Originally posted by: BriGy86
Does anyone have an idea as to how well Citrix would do at hosting games. I'm thinking more along the lines of early childhood games like livingbooks or maybe even games like Lego Star Wars.
Originally posted by: dphantom
Originally posted by: BriGy86
Does anyone have an idea as to how well Citrix would do at hosting games. I'm thinking more along the lines of early childhood games like livingbooks or maybe even games like Lego Star Wars.
Very badly. I have direct experience and in almost all cases, the responsiveness of the game was very poor, even with just a few users on a server. This is especially true of the children's games you mentioned. My team and I must have tested 50-60 different ones, tried about a dozen and after much tweaking, finally gave up.
Originally posted by: BriGy86
Originally posted by: dphantom
Originally posted by: BriGy86
Does anyone have an idea as to how well Citrix would do at hosting games. I'm thinking more along the lines of early childhood games like livingbooks or maybe even games like Lego Star Wars.
Very badly. I have direct experience and in almost all cases, the responsiveness of the game was very poor, even with just a few users on a server. This is especially true of the children's games you mentioned. My team and I must have tested 50-60 different ones, tried about a dozen and after much tweaking, finally gave up.
Thanks for all the responses. I'll look into a different a different solution.
Originally posted by: dphantom
Originally posted by: BriGy86
Originally posted by: dphantom
Originally posted by: BriGy86
Does anyone have an idea as to how well Citrix would do at hosting games. I'm thinking more along the lines of early childhood games like livingbooks or maybe even games like Lego Star Wars.
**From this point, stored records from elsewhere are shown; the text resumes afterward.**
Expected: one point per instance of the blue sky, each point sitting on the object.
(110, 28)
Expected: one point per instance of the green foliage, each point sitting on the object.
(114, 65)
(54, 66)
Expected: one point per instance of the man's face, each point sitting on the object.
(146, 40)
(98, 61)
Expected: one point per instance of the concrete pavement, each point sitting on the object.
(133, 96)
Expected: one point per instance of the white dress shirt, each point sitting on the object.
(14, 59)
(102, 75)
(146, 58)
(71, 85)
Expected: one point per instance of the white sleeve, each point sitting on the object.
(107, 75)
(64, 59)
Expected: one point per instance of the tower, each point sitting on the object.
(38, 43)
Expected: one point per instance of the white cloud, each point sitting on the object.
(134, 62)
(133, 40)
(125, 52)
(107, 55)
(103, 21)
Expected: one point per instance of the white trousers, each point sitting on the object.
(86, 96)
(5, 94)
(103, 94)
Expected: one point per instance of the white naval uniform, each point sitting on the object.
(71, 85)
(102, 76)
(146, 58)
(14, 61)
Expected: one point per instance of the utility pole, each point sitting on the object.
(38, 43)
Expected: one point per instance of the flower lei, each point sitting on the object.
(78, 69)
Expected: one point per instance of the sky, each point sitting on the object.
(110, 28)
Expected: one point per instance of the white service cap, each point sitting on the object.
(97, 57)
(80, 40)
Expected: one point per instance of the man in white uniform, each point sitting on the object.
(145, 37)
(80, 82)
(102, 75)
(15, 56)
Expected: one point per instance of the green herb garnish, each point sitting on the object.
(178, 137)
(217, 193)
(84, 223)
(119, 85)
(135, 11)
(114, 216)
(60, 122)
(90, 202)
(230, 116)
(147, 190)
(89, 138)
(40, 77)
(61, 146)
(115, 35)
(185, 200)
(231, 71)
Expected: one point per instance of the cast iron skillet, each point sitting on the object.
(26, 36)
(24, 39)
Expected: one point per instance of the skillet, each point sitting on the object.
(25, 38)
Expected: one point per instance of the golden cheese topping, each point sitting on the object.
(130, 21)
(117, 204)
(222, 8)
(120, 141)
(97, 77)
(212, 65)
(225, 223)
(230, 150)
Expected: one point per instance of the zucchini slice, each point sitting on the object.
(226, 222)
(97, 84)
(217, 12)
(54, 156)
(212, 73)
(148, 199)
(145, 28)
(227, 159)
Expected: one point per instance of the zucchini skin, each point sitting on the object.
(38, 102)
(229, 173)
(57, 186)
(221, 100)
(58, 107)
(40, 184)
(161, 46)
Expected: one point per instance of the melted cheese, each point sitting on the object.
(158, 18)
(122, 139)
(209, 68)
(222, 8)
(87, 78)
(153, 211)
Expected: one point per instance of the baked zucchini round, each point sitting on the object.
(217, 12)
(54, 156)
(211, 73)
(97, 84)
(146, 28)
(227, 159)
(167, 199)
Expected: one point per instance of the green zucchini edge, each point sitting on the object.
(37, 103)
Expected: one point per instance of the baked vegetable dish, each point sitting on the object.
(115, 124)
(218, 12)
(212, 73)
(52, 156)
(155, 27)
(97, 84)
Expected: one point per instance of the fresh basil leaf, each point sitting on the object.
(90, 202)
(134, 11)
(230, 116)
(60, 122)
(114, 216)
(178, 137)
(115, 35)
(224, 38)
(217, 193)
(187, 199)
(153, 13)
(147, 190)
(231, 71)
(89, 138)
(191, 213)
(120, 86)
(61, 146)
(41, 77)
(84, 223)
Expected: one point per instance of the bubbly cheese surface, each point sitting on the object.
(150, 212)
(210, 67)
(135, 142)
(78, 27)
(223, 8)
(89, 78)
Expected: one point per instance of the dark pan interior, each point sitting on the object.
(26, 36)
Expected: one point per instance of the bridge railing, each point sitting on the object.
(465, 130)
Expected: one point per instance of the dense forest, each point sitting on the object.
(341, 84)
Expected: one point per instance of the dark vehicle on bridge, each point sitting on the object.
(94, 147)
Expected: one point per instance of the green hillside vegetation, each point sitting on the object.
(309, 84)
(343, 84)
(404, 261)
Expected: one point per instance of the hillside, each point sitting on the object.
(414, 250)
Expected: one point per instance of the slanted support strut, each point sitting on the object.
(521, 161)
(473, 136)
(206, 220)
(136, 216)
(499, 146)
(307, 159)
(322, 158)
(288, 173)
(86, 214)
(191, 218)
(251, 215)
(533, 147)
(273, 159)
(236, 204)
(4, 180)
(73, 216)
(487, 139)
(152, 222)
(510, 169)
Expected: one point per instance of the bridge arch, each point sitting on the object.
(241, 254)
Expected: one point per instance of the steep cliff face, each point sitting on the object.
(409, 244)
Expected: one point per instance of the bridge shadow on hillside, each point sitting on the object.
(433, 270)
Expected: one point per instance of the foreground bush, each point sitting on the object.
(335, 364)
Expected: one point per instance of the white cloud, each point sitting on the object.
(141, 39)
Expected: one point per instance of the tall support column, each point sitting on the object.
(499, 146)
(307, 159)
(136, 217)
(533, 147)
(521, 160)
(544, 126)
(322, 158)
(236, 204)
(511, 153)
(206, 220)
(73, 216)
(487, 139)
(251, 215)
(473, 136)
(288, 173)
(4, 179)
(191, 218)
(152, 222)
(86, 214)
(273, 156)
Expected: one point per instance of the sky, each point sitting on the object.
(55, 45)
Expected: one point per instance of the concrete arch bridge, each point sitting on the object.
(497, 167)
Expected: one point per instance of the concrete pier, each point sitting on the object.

Very badly. I have direct experience and in almost all cases, the responsiveness of the game was very poor, even with just a few users on a server. This is especially true of the children's games you mentioned. My team and I must have tested 50-60 different ones, tried about a dozen and after much tweaking, finally gave up.
Thanks for all the responses. I'll look into a different a different solution.
What we ended up doing is buying some CD Jukeboxes, uploading the games and playing them from that on the network. That worked really well. The units we purchased had the ability to upload the CD image and store on an internal hard drive. We then installed as normal on the jukebox and the game could access the cd image without having to have multiple CD-ROM drives. Nothing was installed on the actual PC except for an icon to launch the game from the jukebox.
A bit expensive, but we could remotely load and manage the units and load up a ton of games, encyclopedias and other stuff. And if you were looking at Citrix anyway, then it wasn't any more expensive than that. I think it was around $2500/unit back in 2005/6 time frame. These were lower end units more than sufficient for our needs.